Es war kein einfacher Kampf gewesen. Welches Recht hatte er, seinen früheren Kameraden die Chance auf ein Weiterleben zu nehmen, die sie sich so sehr ersehnten? Doch welches Recht hatten sie, Entscheidungen und Befehle zu hinterfragen? Was war wichtiger, Veyt Matthes? Einem Befehl zu folgen als Soldat oder Ritter oder dem Glauben an das Licht und seinen Lehren zu folgen? Loyalität wahren oder der eigenen Überzeugung folgen?
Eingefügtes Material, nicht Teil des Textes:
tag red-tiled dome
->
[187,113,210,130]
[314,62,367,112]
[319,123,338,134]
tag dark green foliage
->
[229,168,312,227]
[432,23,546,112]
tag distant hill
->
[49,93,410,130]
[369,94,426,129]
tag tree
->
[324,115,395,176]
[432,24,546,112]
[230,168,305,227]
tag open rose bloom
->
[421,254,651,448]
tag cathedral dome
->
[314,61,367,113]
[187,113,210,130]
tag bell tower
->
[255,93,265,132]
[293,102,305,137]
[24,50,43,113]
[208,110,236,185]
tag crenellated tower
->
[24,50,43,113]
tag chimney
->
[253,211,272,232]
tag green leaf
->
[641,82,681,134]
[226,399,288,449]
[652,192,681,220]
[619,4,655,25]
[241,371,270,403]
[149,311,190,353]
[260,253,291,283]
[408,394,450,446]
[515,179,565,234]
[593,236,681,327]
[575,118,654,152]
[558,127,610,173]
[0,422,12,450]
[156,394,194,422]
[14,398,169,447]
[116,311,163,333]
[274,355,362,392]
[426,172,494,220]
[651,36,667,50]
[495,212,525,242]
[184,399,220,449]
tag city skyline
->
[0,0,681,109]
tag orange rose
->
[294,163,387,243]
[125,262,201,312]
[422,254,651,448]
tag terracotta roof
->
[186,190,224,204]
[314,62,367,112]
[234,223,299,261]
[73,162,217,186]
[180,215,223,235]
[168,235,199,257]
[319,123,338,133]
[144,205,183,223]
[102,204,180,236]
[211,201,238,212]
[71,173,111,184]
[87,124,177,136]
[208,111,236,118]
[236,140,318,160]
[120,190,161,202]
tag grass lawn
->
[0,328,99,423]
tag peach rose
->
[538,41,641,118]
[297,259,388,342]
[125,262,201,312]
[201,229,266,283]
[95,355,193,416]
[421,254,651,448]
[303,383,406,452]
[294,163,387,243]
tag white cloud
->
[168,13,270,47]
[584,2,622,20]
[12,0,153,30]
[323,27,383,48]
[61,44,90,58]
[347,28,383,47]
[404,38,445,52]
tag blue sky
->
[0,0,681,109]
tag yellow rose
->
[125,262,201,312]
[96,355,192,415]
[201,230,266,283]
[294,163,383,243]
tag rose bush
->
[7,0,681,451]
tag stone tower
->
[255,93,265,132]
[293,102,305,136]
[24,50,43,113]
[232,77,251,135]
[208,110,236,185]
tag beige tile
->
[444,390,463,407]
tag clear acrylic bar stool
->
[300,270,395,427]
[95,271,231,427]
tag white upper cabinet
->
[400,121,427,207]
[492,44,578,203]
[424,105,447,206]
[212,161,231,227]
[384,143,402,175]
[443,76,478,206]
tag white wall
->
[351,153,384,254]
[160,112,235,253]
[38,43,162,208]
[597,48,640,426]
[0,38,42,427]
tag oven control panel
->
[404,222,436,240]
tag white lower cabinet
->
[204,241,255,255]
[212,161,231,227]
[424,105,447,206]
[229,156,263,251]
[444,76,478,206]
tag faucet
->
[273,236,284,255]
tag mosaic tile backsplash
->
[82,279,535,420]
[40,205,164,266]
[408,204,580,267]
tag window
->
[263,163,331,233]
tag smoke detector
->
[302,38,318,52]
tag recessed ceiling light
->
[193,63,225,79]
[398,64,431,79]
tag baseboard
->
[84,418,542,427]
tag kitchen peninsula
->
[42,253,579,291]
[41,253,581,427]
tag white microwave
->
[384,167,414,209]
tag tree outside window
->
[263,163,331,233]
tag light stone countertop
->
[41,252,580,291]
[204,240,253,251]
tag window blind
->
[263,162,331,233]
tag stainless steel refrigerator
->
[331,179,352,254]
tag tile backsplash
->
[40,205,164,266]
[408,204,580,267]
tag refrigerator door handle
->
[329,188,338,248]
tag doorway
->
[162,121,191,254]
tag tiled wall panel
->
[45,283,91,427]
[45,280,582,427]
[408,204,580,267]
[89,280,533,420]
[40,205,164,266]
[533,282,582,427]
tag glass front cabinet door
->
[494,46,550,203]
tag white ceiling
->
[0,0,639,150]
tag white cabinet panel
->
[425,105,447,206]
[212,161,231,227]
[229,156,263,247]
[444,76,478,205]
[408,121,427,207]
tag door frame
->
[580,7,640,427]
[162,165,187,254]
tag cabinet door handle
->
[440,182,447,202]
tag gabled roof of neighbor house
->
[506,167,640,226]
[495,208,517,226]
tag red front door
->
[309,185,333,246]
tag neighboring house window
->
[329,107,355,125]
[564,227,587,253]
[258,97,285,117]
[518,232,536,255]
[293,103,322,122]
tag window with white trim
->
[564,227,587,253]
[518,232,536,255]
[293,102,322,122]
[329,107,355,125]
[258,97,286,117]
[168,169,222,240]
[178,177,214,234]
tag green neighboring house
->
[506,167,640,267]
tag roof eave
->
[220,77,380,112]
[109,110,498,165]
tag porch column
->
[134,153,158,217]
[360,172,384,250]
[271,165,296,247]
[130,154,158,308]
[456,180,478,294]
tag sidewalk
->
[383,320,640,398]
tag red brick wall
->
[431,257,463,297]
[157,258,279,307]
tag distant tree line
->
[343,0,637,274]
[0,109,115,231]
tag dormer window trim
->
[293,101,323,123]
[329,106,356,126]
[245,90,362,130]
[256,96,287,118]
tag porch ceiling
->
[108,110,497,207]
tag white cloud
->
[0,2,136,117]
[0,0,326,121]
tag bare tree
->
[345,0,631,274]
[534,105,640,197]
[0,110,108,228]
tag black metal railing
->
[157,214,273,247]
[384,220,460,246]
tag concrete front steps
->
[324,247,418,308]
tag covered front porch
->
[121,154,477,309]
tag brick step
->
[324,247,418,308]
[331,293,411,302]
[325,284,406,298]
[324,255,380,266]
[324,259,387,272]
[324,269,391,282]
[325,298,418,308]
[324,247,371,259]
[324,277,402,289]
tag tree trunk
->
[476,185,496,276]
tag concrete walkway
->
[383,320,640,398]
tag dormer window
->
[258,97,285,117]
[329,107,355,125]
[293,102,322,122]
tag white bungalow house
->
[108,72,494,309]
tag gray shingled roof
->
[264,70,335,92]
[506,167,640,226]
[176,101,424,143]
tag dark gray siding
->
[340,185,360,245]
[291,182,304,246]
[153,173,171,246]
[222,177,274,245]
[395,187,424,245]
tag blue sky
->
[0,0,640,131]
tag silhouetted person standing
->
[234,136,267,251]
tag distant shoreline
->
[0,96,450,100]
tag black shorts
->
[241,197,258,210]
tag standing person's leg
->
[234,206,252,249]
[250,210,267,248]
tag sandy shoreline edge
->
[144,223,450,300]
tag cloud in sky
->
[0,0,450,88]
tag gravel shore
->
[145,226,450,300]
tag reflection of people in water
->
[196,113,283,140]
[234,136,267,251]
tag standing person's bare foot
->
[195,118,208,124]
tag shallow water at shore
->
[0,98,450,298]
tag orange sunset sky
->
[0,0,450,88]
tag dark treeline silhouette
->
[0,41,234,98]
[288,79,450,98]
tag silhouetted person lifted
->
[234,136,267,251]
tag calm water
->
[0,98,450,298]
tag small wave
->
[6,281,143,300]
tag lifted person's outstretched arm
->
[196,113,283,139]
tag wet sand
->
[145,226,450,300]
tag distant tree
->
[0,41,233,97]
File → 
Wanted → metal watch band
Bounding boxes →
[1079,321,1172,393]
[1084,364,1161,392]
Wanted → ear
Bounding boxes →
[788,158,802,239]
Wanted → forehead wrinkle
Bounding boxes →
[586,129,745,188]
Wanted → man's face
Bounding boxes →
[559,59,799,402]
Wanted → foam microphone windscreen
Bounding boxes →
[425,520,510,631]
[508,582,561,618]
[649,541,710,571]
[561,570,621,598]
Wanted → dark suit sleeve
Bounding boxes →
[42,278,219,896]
„Niemals, Veyt. Niemals, niemals darfst du deine Loyalität über alles andere stellen, vorallem nicht über deinen Glauben.“
Sir Arkens Worte hallten durch seinen Kopf. Das war leichter gesagt als getan. Hatte er nicht bereits dagegen verstoßen als er blind einen Befehl befolgend ein Todesurteil vollstreckt hatte ohne vorher nach dem Warum zu fragen?
Er hatte als Ritter des Ordens des Erbauers eine Entscheidung getroffen. Eine Entscheidung, die nicht alle mit ihm teilten. So wie es der Erbauer lehrte war er bereit, Gnade und Milde selbst seinem Feind gegenüber zu gewähren, egal ob viele Dinge soviel einfacher wären und viele Probleme sich einfach in Luft auflösen würden, wenn er einfach nur das Schwert erheben und einen finalen Schlag landen würde. Letztendlich hatte er diese Entscheidung zusammen mit dem Angeklagten sogar gegen den Orden verteidigen müssen und das drohende Todesurteil in eine Verbannung wandeln können. Ob das gut war wagte er zu bezweifeln, aber letztendlich war es eine Entscheidung zwischen Pest und Cholera. Verbannung hieß schließlich nicht zuletzt, dass Karun, der Angeklagte, wieder weit weg sein würde. Nicht weit genug dass sie außerhalb seiner Reichweite waren aber weit genug dass sie ihm nicht die Finger kontrollieren konnten. Was genau das bedeutete würde die Zeit zeigen.